Licensed personal shopper opens profitable vintage clothing store in Toronto


After being laid off from her job as a personal shopper at The Bay, a Toronto woman turned her vintage online store into a full-time business from her one-bedroom apartment.

Emily Conrad started her vintage clothing business Slow Hand Salvage in January 2020, but when the pandemic hit she found herself without a full-time job. The work-from-home phenomenon and lack of events meant people didn’t need to do personal shopping as much.

“No one really needs fancy clothes anymore,” Conrad told blogTO. “I was permanently fired from my old job, so I started working harder for it.”

Conrad collects vintage objects and loves thrift stores. At the start of the pandemic, she started selling some items from her personal collection on Instagram.

“People were taking it,” she says.

She finds items to sell online in bulk and now takes shopping trips to Northern Ontario. His online business has become a success. She now ships worldwide to Australia, all from her one-bedroom apartment in downtown Toronto.

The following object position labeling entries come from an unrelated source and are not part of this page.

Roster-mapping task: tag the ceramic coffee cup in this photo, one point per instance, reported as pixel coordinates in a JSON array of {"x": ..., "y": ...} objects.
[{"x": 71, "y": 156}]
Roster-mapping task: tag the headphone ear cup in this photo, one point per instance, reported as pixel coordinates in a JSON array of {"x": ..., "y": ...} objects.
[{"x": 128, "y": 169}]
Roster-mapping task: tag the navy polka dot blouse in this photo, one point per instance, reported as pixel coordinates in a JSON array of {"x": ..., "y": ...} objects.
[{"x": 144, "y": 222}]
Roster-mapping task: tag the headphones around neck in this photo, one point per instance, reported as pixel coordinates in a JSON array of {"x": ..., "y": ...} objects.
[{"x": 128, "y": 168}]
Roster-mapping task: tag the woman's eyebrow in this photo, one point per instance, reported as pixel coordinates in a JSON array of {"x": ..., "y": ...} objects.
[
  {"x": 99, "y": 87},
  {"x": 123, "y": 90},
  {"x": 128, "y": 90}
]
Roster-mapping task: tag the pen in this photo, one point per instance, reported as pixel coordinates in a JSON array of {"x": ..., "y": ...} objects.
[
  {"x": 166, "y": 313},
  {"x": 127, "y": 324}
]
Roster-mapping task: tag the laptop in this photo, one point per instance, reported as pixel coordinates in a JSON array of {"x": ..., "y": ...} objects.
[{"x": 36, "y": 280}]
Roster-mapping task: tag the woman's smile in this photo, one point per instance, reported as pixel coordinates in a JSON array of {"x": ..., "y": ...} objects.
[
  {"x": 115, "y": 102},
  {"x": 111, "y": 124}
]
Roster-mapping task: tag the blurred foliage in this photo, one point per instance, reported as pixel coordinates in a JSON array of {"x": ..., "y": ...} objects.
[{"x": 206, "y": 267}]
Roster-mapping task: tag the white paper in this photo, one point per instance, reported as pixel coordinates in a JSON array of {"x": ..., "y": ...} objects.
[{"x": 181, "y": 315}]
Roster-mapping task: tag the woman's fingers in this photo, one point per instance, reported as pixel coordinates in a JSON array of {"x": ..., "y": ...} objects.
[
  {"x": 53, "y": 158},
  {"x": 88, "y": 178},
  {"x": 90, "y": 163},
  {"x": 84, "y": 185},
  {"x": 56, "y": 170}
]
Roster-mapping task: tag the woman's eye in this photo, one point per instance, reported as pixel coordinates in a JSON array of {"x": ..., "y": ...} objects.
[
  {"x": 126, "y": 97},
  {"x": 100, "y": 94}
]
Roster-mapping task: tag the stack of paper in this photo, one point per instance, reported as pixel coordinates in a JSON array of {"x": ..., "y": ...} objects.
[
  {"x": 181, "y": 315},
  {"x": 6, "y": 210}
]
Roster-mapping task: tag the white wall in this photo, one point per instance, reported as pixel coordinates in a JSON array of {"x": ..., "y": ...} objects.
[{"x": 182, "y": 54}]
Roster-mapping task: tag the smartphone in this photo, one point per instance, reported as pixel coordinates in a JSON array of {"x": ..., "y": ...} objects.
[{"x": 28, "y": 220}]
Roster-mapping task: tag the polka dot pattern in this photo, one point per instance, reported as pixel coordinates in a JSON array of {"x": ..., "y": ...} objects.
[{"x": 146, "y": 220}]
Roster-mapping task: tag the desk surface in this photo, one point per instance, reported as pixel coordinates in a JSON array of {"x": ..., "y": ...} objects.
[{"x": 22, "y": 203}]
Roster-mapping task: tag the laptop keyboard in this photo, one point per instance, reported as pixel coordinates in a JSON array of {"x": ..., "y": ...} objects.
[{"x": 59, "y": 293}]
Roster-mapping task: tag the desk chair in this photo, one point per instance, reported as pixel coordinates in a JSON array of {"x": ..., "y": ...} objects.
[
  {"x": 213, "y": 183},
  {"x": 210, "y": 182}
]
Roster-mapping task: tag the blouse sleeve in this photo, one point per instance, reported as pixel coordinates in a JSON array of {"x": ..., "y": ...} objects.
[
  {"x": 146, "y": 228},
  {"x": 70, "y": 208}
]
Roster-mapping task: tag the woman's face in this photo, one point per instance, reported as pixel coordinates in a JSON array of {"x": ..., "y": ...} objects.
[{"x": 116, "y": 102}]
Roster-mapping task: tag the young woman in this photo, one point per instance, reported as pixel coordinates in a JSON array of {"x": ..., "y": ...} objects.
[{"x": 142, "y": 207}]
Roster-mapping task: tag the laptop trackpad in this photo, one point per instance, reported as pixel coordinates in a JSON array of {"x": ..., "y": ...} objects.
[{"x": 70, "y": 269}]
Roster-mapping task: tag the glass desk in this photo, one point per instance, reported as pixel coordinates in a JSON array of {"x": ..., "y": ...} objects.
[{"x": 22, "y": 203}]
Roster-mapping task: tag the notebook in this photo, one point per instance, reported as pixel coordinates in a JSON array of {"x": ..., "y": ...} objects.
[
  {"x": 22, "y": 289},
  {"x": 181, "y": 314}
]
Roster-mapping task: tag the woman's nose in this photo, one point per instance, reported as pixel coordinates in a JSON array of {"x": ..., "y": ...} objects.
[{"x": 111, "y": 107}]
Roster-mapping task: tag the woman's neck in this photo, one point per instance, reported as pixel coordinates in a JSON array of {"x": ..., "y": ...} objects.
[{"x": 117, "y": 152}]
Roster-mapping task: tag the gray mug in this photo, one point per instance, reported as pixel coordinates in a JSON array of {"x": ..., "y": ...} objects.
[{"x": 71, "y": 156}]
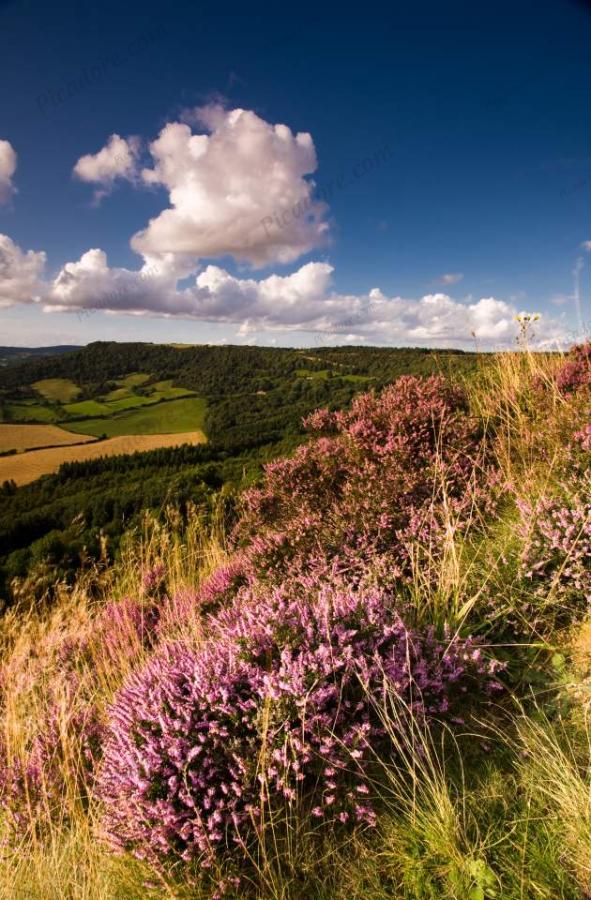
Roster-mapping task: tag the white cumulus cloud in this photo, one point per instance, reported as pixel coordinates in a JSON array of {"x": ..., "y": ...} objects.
[
  {"x": 117, "y": 159},
  {"x": 20, "y": 273},
  {"x": 303, "y": 301},
  {"x": 8, "y": 161},
  {"x": 239, "y": 190}
]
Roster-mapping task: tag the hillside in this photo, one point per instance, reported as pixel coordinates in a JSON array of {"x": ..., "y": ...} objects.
[
  {"x": 248, "y": 402},
  {"x": 11, "y": 356},
  {"x": 366, "y": 677}
]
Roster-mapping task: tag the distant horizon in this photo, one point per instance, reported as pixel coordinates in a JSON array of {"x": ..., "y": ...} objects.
[{"x": 413, "y": 177}]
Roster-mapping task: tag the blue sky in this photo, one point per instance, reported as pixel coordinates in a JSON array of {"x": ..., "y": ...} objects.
[{"x": 453, "y": 149}]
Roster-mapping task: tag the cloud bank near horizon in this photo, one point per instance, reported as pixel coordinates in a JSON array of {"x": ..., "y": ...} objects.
[{"x": 227, "y": 190}]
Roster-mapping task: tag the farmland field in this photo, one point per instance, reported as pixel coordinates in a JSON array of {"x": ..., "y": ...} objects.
[
  {"x": 23, "y": 468},
  {"x": 160, "y": 418},
  {"x": 30, "y": 412},
  {"x": 60, "y": 390},
  {"x": 27, "y": 437}
]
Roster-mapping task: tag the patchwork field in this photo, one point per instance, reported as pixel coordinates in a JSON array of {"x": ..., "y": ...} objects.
[
  {"x": 23, "y": 468},
  {"x": 60, "y": 390},
  {"x": 27, "y": 437},
  {"x": 183, "y": 415}
]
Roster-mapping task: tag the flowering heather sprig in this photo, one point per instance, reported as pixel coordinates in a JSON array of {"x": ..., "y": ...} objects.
[
  {"x": 277, "y": 705},
  {"x": 153, "y": 579},
  {"x": 556, "y": 557},
  {"x": 583, "y": 438},
  {"x": 575, "y": 373}
]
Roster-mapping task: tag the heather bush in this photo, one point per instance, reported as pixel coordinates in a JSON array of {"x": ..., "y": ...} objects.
[
  {"x": 556, "y": 554},
  {"x": 277, "y": 707},
  {"x": 374, "y": 479},
  {"x": 575, "y": 373}
]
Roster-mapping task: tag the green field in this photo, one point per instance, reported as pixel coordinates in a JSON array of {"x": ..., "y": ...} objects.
[
  {"x": 87, "y": 408},
  {"x": 30, "y": 412},
  {"x": 60, "y": 390},
  {"x": 323, "y": 374},
  {"x": 171, "y": 417}
]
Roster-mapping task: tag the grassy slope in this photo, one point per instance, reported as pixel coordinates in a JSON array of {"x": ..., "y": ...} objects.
[{"x": 457, "y": 820}]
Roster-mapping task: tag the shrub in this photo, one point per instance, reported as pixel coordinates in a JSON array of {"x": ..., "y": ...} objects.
[
  {"x": 277, "y": 706},
  {"x": 575, "y": 373},
  {"x": 556, "y": 556}
]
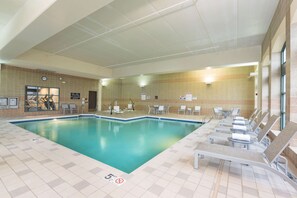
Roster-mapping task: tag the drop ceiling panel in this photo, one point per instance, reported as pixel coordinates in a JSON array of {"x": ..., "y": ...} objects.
[
  {"x": 120, "y": 34},
  {"x": 139, "y": 42},
  {"x": 8, "y": 8},
  {"x": 68, "y": 37},
  {"x": 199, "y": 45},
  {"x": 91, "y": 26},
  {"x": 133, "y": 9},
  {"x": 163, "y": 4},
  {"x": 99, "y": 51},
  {"x": 162, "y": 31},
  {"x": 109, "y": 17},
  {"x": 219, "y": 17},
  {"x": 187, "y": 24},
  {"x": 256, "y": 22}
]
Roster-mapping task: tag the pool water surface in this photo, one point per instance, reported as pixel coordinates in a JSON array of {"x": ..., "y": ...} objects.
[{"x": 124, "y": 145}]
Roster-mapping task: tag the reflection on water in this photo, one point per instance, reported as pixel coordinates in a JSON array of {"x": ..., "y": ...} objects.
[{"x": 123, "y": 145}]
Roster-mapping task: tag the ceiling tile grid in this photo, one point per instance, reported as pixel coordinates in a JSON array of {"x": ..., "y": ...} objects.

“It’s actually more money than I made in my regular job,” she says.

Conrad created the boutique around her style, which she describes as a rock and western vibe with “biker jackets” and “girly prairie dresses.” She thinks the online store stands out because few vintage places have a theme.

“It’s kind of cool to have more themes and then people know they’re coming to me for leather jackets or cowboy boots.”

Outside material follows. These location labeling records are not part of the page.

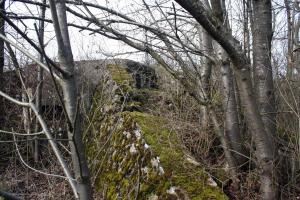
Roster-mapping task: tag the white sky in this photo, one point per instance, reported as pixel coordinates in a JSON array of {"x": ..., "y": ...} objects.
[{"x": 86, "y": 46}]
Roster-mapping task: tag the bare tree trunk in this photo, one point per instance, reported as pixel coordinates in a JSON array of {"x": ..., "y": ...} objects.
[
  {"x": 206, "y": 43},
  {"x": 265, "y": 147},
  {"x": 69, "y": 88},
  {"x": 39, "y": 92},
  {"x": 232, "y": 129},
  {"x": 263, "y": 76},
  {"x": 290, "y": 39},
  {"x": 2, "y": 29}
]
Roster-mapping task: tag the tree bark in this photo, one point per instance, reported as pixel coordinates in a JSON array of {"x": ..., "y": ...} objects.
[
  {"x": 69, "y": 88},
  {"x": 262, "y": 68},
  {"x": 265, "y": 147},
  {"x": 206, "y": 69},
  {"x": 2, "y": 29},
  {"x": 231, "y": 129},
  {"x": 39, "y": 92}
]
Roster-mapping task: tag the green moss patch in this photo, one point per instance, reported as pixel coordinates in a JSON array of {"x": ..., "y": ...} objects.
[{"x": 135, "y": 155}]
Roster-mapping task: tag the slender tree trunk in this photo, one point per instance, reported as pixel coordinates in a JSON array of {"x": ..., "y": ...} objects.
[
  {"x": 206, "y": 69},
  {"x": 39, "y": 92},
  {"x": 265, "y": 147},
  {"x": 69, "y": 88},
  {"x": 263, "y": 76},
  {"x": 2, "y": 29},
  {"x": 231, "y": 129},
  {"x": 290, "y": 39}
]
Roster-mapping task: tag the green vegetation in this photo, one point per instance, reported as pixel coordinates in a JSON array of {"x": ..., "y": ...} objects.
[{"x": 136, "y": 155}]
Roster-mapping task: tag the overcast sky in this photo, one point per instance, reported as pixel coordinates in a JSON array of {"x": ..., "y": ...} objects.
[{"x": 87, "y": 46}]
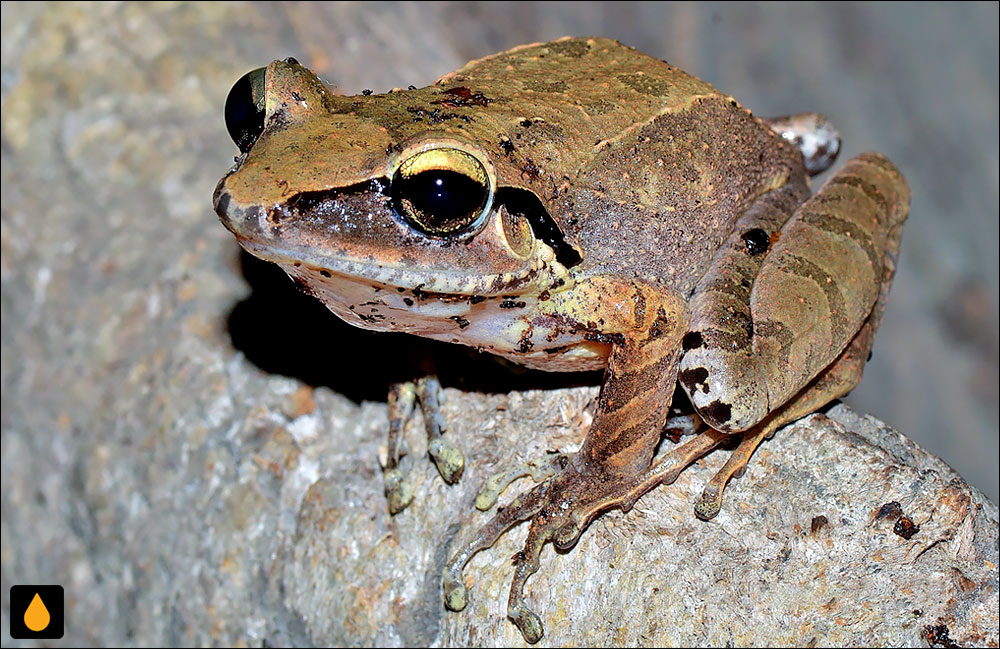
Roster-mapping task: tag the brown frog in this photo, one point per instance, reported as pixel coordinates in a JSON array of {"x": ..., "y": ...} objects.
[{"x": 576, "y": 205}]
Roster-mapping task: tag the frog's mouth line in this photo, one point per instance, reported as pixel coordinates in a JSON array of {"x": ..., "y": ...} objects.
[{"x": 442, "y": 282}]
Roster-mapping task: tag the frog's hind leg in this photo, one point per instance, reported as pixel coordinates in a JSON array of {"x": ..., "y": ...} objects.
[
  {"x": 803, "y": 305},
  {"x": 644, "y": 327},
  {"x": 449, "y": 460}
]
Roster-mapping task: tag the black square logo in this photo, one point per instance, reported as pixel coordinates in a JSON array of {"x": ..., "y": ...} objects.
[{"x": 36, "y": 612}]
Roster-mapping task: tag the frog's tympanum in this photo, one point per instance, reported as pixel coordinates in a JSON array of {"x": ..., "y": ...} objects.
[{"x": 576, "y": 205}]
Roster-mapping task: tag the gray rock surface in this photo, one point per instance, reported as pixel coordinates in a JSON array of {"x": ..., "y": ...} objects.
[{"x": 165, "y": 461}]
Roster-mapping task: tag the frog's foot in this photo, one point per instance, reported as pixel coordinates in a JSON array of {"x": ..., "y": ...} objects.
[
  {"x": 813, "y": 134},
  {"x": 542, "y": 468},
  {"x": 710, "y": 503},
  {"x": 448, "y": 459},
  {"x": 559, "y": 510}
]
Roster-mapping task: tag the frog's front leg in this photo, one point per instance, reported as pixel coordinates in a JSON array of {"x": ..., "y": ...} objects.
[
  {"x": 644, "y": 324},
  {"x": 403, "y": 397}
]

One of Conrad’s most interesting finds was a Brimaco leather jacket – a British biker jacket – which she sold for $900 on ebay.

“If you know the value of certain brands and what to look for when shopping or choosing things, you can find gems like this,” she says. “That’s what I like best: finding little treasures from time to time. »

Conrad studied fashion arts at Humber College but has worked in retail since grade 11 with his first job at Zara.

“I’ve always had the dream, in the back of my head, of wanting a vintage store like a brick and mortar.”

But with the closures continuing, opening a physical store didn’t seem like a good idea. So for now, she’s packing her apartment with things she finds, cleaning them, and photographing them before putting them up for sale on Instagram or ebay. She puts things away in a small dressing room and in an alcove in her living room.

“I need a separate room for all my clothes.”

She plans to buy a bigger apartment to add storage and so people can come in after the pandemic to try on items.

“My apartment is not very accommodating at the moment.”

Conrad also does pop-ups and plans to eventually have items at a fall vintage market at Evergreen Brickworks.